Alex Massie Alex Massie

Even Goons Have the Right to Freedom of Speech. Especially Goons, in Fact.

If only Britain had something comparable to the First Amendment to the United States Constitution then we’d enjoy greater freedoms than is currently the case. Three cheers, then, to Bagehot for defending liberalism and liberty from the predations of the law and, naturally, the Sun newspaper.

The case? An easy one that might have been designed as a litmus or Rorshach test designed to discover who actually really believes in the “values” we like to congratulate ourselves for holding and those for whom such values and concerns are unimportant and may be abandoned at the first sign of trouble or the dreadful prospect that someone, somewhere is doing something of which you disapprove.

So, yes, Emdamur Choudhury should not have been prosecuted, far less convicted for his Remembrance Sunday “protest” during which he burned some poppies and chanted anti-British and anti-military slogans. That the judge imposed the smallest permissable fine – £50 – is not, as the Sun would have it, an example of liberalism or “political correctness” run amok, but of a judge who failed to be liberal enough.

The Sun, never-knowingly under-jackbooted, whines:

What kind of deterrent is £50 to other Islamic fascists bent on sowing hate throughout Britain? How much longer must we tolerate their free speech over-ruling the sanctity of the Remembrance Day silence?

A lot longer I hope. Not least because the ability to tolerate (non-violent) acts you personally find distasteful is one measure of a civilised person or, as in this instance, a civilised society. Moreover, it is always entertaining to be given lessons on anti-fascism by tabloid newspapers, not least because one need have no doubt that the mentality that produces the average British tabloid would be quite at home in a totalitarian or authoritarian regime. (So too, of course, might some members of the soi-disant intelligentsia but that’s a different matter.)
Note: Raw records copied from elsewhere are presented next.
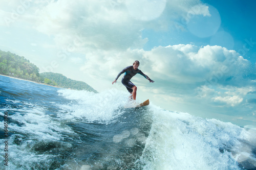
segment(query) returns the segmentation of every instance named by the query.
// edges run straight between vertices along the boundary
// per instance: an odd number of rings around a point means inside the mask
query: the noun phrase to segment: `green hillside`
[[[0,75],[75,90],[97,92],[84,82],[73,80],[61,74],[39,73],[39,68],[24,57],[0,50]]]
[[[65,88],[70,88],[75,90],[86,90],[97,92],[97,91],[87,83],[69,79],[59,73],[53,73],[52,72],[42,72],[40,74],[40,77],[44,80],[44,82],[46,84],[50,85]]]
[[[0,50],[0,74],[40,82],[39,68],[24,57]]]

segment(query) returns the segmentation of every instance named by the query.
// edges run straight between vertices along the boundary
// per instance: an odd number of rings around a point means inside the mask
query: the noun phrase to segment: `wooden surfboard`
[[[150,100],[148,99],[146,101],[145,101],[145,102],[142,102],[139,105],[134,105],[134,106],[127,106],[125,107],[124,108],[137,108],[137,107],[147,106],[149,104],[150,104]]]

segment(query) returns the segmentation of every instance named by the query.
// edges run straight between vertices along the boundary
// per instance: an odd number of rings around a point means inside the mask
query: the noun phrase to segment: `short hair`
[[[140,62],[138,60],[136,60],[136,61],[134,61],[133,65],[136,64],[140,65]]]

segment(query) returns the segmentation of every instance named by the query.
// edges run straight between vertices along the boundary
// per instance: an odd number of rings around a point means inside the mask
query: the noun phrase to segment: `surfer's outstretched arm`
[[[149,77],[148,76],[147,76],[147,75],[145,75],[144,73],[142,72],[142,71],[141,71],[141,70],[140,70],[140,71],[139,72],[139,74],[142,76],[143,76],[144,78],[145,78],[146,79],[150,81],[150,83],[154,83],[155,82],[154,81],[153,81],[152,80],[151,80]]]
[[[115,80],[114,81],[113,81],[112,84],[114,84],[114,83],[116,83],[116,80]]]

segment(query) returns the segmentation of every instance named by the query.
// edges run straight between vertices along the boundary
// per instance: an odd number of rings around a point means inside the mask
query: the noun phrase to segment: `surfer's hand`
[[[115,80],[114,81],[113,81],[112,84],[114,84],[114,83],[116,83],[116,80]]]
Choudhary is an unpleasant piece of work but even dreadful types have rights and while his protest was crude, squalid and calculated to offend that should not be enough to convict him for what is, in the end, the crime of causing offence.

For that matter, the attention lavished upon Choudhary and his goonish pals by the Sun and others is just the kind of thing that pleases them. Better, surely, to treat them with the scorn they merit but retain a dignified and withering silence in the face of their witless provocations. Their aim is publicity and a society riven along religious lines. Why assist them in any way?

The contrast with the United States Supreme Court which recently upheld the right of the equally goonish, even ghoulish, Westboro Baptist Church to picket military funerals is as instructive as it is depressing since it casts speech-liberties in Britain in such an unflattering light. Of course, our solution to the Westboro “problem” is simply to deny them entry to the United Kingdom – a policy I favor no more than I approve of past efforts to exclude the likes of Geert Wilders from this blessed isle.